When it comes to the impact of AI integration in the retail sector, one key segment where it is significantly visible is the supply chain. By integrating big data analytics, retailers are achieving more efficiency in their supply chain operations. Predictive analytics powered by AI aids in forecasting demand, optimising inventory levels, reducing waste, and ensuring products are available when and where customers need them. This enhances operational efficiency and customer satisfaction by minimising stockouts and delays.

AI integration supports a customer-centric approach in retail, and it positions technology as a key facilitator in meeting customer demand. Advanced technologies can identify and replicate demographic needs and pinpoint where investment is required to add value. The integration of various AI tools including price-matching technologies, pay-per-click advertising optimisation, and predictive analytics, aids the retailers in focusing on perfecting the customer journey, ensuring a seamless and enjoyable experience from the start to finish.

Although AI is widely embraced across the industry regardless of company size, delivering the best customer service requires empowering employees with the right tools and knowledge. When employees are equipped with AI-driven insights, they can provide more personalised and efficient service, enhancing the overall customer experience. This empowerment also promotes a culture of innovation and continuous improvement within the organization.
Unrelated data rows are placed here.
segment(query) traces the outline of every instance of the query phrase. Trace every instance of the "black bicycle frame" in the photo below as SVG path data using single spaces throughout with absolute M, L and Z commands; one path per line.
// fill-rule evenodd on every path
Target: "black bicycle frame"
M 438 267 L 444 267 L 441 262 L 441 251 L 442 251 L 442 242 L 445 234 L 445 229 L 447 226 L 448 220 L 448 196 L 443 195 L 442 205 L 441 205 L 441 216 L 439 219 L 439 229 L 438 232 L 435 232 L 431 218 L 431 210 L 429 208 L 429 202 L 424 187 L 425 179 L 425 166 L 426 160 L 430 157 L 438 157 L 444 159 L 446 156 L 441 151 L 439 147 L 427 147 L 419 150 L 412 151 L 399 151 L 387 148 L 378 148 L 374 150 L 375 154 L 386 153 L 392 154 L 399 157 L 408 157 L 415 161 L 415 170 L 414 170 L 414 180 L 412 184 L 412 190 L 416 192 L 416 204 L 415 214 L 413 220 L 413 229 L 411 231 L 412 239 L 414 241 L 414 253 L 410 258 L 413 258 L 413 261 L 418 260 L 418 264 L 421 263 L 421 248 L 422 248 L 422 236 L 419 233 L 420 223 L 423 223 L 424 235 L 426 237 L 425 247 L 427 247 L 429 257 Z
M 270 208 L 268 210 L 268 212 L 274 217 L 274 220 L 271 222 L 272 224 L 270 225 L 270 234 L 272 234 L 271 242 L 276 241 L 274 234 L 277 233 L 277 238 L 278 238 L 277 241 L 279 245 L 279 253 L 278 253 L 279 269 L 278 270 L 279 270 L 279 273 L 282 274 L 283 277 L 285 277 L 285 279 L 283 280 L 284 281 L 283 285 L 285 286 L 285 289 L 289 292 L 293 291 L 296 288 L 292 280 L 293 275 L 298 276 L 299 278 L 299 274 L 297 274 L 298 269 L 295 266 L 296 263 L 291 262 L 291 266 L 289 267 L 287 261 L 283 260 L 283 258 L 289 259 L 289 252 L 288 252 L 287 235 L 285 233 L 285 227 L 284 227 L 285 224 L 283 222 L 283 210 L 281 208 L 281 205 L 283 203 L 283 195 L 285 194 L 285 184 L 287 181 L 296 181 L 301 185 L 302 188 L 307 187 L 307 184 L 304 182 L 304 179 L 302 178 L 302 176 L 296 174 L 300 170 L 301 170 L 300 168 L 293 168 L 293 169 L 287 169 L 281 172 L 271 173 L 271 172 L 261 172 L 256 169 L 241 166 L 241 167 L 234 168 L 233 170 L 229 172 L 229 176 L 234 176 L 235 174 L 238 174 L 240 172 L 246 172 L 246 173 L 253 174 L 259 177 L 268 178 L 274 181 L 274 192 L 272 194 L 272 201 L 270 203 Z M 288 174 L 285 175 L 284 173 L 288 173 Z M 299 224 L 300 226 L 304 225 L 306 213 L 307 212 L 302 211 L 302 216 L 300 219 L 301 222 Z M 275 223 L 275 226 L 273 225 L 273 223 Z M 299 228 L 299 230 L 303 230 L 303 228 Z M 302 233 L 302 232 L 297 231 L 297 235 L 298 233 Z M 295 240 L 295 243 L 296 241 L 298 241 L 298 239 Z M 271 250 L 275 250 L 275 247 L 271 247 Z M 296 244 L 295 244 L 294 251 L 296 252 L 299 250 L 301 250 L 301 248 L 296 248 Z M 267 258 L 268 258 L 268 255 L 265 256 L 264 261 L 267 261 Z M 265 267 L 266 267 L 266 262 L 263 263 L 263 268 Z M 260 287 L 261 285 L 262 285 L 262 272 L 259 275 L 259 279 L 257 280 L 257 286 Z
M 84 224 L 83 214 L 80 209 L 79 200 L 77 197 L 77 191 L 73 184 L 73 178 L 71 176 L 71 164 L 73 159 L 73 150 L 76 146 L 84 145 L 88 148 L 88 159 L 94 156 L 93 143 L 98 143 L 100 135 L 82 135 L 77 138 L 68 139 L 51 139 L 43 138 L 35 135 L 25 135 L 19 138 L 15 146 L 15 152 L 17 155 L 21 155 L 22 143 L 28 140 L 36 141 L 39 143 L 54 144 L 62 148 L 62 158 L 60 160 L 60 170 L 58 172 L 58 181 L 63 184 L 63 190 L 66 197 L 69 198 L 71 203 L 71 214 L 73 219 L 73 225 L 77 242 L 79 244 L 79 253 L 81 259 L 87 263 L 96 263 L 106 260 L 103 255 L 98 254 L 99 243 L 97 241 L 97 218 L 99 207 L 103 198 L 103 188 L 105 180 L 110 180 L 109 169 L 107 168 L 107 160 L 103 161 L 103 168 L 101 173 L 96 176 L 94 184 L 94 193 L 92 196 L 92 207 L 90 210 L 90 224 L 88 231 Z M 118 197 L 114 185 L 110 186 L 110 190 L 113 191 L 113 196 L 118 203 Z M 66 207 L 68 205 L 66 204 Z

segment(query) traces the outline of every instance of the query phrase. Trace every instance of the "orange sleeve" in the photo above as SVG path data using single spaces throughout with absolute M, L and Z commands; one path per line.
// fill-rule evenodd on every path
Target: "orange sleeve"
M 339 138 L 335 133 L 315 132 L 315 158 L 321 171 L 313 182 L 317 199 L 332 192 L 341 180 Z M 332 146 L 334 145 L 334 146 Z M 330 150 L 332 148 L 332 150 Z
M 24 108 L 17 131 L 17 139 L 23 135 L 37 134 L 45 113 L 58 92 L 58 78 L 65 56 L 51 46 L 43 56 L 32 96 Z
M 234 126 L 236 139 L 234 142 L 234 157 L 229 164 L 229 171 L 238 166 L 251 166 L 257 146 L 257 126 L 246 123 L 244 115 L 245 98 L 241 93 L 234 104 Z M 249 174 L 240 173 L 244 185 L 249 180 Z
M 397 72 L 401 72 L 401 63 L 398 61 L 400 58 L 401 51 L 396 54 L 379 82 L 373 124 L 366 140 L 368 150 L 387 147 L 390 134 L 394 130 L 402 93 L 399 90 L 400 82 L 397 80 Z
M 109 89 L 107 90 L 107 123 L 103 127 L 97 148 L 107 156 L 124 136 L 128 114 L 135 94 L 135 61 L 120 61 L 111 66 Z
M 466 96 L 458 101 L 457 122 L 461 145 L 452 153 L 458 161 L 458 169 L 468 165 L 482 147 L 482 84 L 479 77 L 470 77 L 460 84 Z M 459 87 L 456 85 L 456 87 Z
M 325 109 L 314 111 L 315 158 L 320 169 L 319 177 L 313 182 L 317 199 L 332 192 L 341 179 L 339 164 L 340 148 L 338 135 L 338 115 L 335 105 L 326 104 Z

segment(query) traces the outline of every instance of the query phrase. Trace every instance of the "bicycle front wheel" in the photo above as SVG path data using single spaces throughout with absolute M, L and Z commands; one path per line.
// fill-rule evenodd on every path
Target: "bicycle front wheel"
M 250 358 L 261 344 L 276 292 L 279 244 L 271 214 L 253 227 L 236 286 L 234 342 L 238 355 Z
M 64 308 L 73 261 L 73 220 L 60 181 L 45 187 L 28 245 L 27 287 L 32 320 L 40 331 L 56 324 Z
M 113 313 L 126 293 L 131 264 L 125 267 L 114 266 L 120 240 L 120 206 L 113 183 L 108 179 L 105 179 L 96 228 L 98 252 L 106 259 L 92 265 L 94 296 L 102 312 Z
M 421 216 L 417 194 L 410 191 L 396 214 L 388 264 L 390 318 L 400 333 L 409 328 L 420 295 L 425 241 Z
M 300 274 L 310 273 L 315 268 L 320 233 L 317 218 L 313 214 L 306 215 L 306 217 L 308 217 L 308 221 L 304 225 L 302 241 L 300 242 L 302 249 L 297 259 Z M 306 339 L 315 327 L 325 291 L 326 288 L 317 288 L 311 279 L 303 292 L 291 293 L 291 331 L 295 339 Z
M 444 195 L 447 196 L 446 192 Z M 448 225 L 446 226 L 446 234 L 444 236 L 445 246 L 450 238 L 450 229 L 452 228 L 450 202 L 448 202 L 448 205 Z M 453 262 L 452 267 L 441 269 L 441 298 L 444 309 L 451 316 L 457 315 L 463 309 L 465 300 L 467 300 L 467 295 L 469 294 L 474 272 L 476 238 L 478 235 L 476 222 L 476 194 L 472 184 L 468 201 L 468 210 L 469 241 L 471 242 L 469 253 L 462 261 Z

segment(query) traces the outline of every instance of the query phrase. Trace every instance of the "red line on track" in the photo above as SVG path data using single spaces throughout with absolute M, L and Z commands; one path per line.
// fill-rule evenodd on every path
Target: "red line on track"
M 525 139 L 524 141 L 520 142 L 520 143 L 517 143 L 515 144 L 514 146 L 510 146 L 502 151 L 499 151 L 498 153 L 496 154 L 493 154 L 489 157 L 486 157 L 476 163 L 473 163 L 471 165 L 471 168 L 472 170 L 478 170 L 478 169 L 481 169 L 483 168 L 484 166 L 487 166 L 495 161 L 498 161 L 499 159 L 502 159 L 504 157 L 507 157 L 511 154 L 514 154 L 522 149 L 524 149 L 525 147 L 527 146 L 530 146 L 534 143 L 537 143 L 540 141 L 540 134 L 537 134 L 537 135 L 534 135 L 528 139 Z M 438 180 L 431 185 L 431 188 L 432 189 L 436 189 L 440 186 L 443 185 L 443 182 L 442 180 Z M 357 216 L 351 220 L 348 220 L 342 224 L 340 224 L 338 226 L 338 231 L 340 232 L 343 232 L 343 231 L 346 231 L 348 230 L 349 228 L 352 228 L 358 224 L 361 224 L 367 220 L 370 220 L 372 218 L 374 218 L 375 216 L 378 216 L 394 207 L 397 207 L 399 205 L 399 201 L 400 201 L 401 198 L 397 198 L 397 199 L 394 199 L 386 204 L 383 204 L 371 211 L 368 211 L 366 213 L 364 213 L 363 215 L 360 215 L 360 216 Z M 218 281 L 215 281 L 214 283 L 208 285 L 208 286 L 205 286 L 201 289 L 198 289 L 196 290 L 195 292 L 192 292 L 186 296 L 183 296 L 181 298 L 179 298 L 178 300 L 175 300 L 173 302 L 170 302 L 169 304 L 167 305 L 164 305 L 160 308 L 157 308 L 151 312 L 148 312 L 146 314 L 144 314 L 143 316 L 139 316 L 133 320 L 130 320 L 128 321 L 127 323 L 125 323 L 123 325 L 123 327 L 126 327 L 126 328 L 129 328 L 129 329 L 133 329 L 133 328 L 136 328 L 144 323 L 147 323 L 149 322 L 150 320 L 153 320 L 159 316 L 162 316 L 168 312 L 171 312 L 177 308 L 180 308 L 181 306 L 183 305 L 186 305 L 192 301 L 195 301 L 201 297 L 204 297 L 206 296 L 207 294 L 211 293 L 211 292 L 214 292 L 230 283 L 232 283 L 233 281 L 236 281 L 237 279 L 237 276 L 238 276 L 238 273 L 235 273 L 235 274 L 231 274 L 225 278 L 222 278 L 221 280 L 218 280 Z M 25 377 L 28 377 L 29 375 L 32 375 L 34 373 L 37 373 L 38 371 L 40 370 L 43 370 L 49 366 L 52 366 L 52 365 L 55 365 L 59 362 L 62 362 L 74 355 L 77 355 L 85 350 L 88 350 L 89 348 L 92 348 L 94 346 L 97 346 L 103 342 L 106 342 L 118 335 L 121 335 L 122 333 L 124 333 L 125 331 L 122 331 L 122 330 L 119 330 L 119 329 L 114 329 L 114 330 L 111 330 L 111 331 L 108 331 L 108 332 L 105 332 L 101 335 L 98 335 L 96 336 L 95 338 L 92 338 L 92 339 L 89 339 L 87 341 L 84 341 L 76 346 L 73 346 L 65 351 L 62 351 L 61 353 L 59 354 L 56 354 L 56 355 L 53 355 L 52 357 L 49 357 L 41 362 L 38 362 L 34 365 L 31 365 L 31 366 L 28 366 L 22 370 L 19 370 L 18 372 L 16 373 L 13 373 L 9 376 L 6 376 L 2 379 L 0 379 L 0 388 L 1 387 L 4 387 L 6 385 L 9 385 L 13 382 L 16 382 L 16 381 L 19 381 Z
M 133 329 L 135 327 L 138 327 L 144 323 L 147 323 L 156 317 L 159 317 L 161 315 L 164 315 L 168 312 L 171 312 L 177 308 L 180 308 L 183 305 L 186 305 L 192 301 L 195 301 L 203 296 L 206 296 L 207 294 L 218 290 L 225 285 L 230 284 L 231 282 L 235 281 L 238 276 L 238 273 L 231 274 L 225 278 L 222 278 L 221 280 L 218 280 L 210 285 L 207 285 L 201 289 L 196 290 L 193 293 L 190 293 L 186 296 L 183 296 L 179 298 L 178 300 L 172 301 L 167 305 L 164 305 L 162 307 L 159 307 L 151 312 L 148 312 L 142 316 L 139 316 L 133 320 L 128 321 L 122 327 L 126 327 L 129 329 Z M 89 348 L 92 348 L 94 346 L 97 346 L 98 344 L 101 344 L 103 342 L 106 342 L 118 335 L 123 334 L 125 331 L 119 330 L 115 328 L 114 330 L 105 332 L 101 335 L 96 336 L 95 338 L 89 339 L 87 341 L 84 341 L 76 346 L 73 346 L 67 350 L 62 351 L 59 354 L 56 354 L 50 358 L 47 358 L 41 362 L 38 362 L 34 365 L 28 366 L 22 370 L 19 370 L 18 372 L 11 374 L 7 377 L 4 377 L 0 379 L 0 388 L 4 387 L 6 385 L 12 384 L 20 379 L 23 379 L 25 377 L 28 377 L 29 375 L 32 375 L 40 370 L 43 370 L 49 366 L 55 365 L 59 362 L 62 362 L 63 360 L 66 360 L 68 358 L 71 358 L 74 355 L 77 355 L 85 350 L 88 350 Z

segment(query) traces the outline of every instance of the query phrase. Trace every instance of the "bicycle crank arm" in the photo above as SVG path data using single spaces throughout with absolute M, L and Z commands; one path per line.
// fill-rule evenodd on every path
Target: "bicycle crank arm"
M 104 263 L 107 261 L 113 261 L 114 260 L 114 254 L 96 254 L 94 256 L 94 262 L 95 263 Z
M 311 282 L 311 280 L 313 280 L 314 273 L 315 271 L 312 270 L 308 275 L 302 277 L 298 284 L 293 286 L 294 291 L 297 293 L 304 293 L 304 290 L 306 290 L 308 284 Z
Additionally, data integration and integrity are crucial for the effectiveness of AI and big data. Retailers must implement systems that can integrate data from various sources, ensuring that all information is accurate, consistent, and up to date. This collaborative approach allows retailers to offer a unified brand experience across all channels while maintaining data boundaries and complying with privacy regulations.

This widespread adoption of AI technologies in the industry underscores the importance of establishing a robust and adaptable regulatory framework. Given the growing concerns about data privacy and ethical use, retailers must ensure responsible and secure handling of customer data. Stagnant regulations can lead to compliance issues and erode customer trust, and this necessitates current and customer-aligned regulations to maintain a trustworthy data environment.

Another challenge in AI integration is utilising AI and big data to experiment with new ideas and strategies. In retail, embracing calculated risks is crucial for innovation and growth, viewing risks as learning opportunities. Being responsive to evolving customer needs allows retailers to navigate uncertainties and capitalise on opportunities for success.

With AI projected to contribute up to USD 320 billion to the Middle East’s economy by 2030, the region is increasing its investment in technology. This emphasises the need for a holistic approach in retail, integrating AI, big data, and a customer-centric mindset to thrive in the market. The industry players can maintain their competitive edge by focusing on efficiency in supply chain operations, understanding consumer behaviour, and empowering employees.